Após hibernação legislação volta ao debate; governo vê arma para reduzir o "spread" bancário

Para analistas, só lei de falência não corta juro

SANDRA BALBI
DA REPORTAGEM LOCAL

Depois de dez anos de hibernação, o projeto da nova Lei de Falências ressurgiu no final do governo Fernando Henrique Cardoso e, agora, está sendo vendido pelo atual como uma arma para reduzir o "spread" bancário.
Por esse raciocínio, ao tornar mais flexível e negociado o processo de recuperação de empresas em dificuldades financeiras, a nova lei ajudaria a baixar os juros.
Os lobbies que fizeram o projeto encaminhado ao Legislativo em 1993 mofar por tanto tempo na gaveta já estão em polvorosa para garantir seus interesses. O resultado de análises, emendas e propostas que envolveram desde o Banco Central até a Câmara Americana está num calhamaço de 71 páginas e 238 artigos.
Em que linha ou alínea está a pedra de toque que poderá amordaçar os juros brasileiros é difícil dizer. Os céticos duvidam que isso ocorra."Os juros não são altos por causa da Lei de Falências", diz Alberto Borges Matias, professor da faculdade de Economia da USP de Ribeirão Preto.
Para o economista, é a manutenção da taxa básica (Selic) em níveis elevados para financiar o governo, e os gordos "spreads" bancários que determinam o custo do dinheiro nos financiamentos ao consumidor e às empresas.
"Spread" é a diferença entre a taxa de juros paga pelo banco ao captar recursos no mercado, e a que ele recebe ao emprestar dinheiro. Segundo estudo feito pela ABM Consulting a pedido da Folha, em março, a taxa média do "spread" bancário estava em 33% ao ano.
Matias afirma que esse patamar de "spread" é consequência do baixo volume de crédito concedido pelos bancos brasileiros. "No Brasil, o volume total de crédito corresponde a 23% do PIB ", diz.
Já na Espanha o total de créditos concedidos na economia representa 134% do PIB e na Alemanha, 164%. "Nós não temos volume de crédito nos padrões daqueles países, mas temos uma estrutura operacional nos bancos igual ou melhor que a deles", observa.
Assim, quem toma empréstimos bancários tem de pagar por essa estrutura. "A falta de escala faz com que os bancos dependam de juros altos para amortizar seus custos", diz Matias.
Estudo da ABM Consulting mostra que há uma forte correlação entre taxa de juros e volume de crédito. "Se a taxa de juros para pessoa física subir hoje 10%, daqui a três meses o volume de crédito cairá 8,9% e em seis meses cairá 9,4%", diz Alan Marinovic, analista da ABM Consulting.
Mesmo defensores das mudanças no sistema de concordatas e falências são cuidadosos ao analisar o impacto da nova lei.
Armando Castelar Pinheiro, economista do Ipea (Instituto de Pesquisas Econômicas Aplicadas), diz que "é impossível medir numericamente o impacto da lei de falências sobre o "spread'".
Na sua opinião, "a lei de falências não é uma panacéia, mas parte de um processo mais amplo que poderá reduzir o "spread" e os juros no país". Ao mesmo tempo em que muda a lei, o custo do capital no mercado internacional, o risco-país e a economia interna estão mudando. "E tudo isso influencia o custo do dinheiro", diz ele.
A contribuição da nova lei é que, ao tornar mais ágil o processo de recuperação de empresas em dificuldades financeiras, evita sua quebra e grandes prejuízos para devedores e credores.
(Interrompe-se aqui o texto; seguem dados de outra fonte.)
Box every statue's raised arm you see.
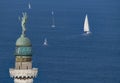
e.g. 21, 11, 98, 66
21, 12, 28, 35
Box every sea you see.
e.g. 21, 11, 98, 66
0, 0, 120, 83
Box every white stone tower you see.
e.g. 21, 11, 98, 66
9, 13, 38, 83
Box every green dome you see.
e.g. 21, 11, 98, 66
16, 35, 32, 46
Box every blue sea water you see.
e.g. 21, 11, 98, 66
0, 0, 120, 83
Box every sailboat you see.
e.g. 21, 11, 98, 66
84, 14, 91, 34
43, 38, 48, 46
28, 3, 31, 9
51, 11, 56, 28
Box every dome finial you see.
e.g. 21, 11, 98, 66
21, 12, 28, 36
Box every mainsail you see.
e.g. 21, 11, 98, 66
51, 11, 56, 28
43, 38, 48, 46
84, 15, 90, 33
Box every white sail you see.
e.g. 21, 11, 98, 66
28, 3, 31, 9
84, 15, 90, 33
43, 38, 48, 46
51, 11, 56, 28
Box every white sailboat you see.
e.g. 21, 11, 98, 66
28, 3, 31, 9
43, 38, 48, 46
84, 14, 91, 34
51, 11, 56, 28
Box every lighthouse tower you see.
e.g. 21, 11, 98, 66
9, 13, 38, 83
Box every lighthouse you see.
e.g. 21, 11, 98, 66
9, 13, 38, 83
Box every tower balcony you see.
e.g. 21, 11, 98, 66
9, 68, 38, 79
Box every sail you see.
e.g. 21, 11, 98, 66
28, 3, 31, 9
51, 11, 56, 28
43, 38, 48, 45
84, 15, 90, 32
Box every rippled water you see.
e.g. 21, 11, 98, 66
0, 0, 120, 83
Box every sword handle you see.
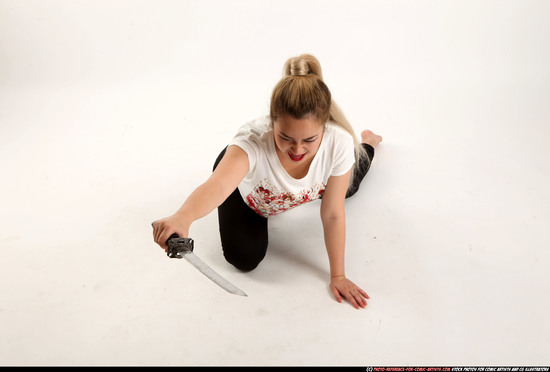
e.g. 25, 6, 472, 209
166, 234, 194, 258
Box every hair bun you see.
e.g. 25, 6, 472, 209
284, 54, 323, 80
290, 58, 309, 76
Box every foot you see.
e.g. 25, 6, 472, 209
361, 129, 382, 148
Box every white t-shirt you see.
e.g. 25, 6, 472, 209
229, 116, 355, 217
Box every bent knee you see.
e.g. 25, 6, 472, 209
223, 241, 267, 271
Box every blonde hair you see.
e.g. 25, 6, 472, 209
269, 54, 369, 184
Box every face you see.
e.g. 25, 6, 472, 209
273, 115, 325, 165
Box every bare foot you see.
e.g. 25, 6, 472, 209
361, 129, 382, 148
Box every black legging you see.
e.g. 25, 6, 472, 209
214, 143, 374, 271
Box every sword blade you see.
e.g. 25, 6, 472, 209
183, 252, 248, 297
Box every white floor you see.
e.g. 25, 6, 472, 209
0, 0, 550, 366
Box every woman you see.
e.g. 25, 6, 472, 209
153, 54, 382, 309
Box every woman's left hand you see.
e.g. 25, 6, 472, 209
330, 275, 370, 309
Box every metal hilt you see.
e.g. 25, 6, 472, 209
166, 234, 193, 258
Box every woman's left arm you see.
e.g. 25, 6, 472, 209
321, 170, 369, 309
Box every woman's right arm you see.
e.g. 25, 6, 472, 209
153, 146, 249, 250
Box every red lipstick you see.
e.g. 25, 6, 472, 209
288, 152, 306, 161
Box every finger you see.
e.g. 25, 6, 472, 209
355, 292, 367, 309
331, 288, 342, 302
357, 288, 370, 299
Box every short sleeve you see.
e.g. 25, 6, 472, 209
229, 120, 270, 172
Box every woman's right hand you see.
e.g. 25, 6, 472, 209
153, 215, 189, 252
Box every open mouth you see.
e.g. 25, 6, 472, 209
288, 152, 306, 161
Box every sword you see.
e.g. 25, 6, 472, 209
162, 234, 248, 297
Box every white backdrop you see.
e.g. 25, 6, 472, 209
0, 0, 550, 366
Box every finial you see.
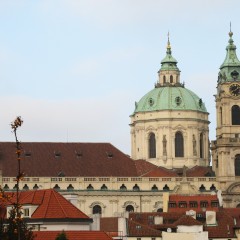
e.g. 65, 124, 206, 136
167, 31, 171, 49
228, 22, 233, 38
Castelar é autor de um dos mais celebrados trabalhos sobre o impacto da morosidade da Justiça sobre o desempenho da economia.
Alguns itens do projeto de lei 4.376/93, segundo Castelar, podem ajudar a baixar os juros. "A forma como qualquer país reduz "spread" é aumentando a qualidade das garantias dadas na concessão de crédito", diz ele.
Sérgio Werlang, diretor do banco Itaú e ex-diretor do BC, defende a mesma tese. "A alta inadimplência e a dificuldade que os bancos têm em executar suas garantias são as principais determinantes do "spread" bancário", diz Werlang.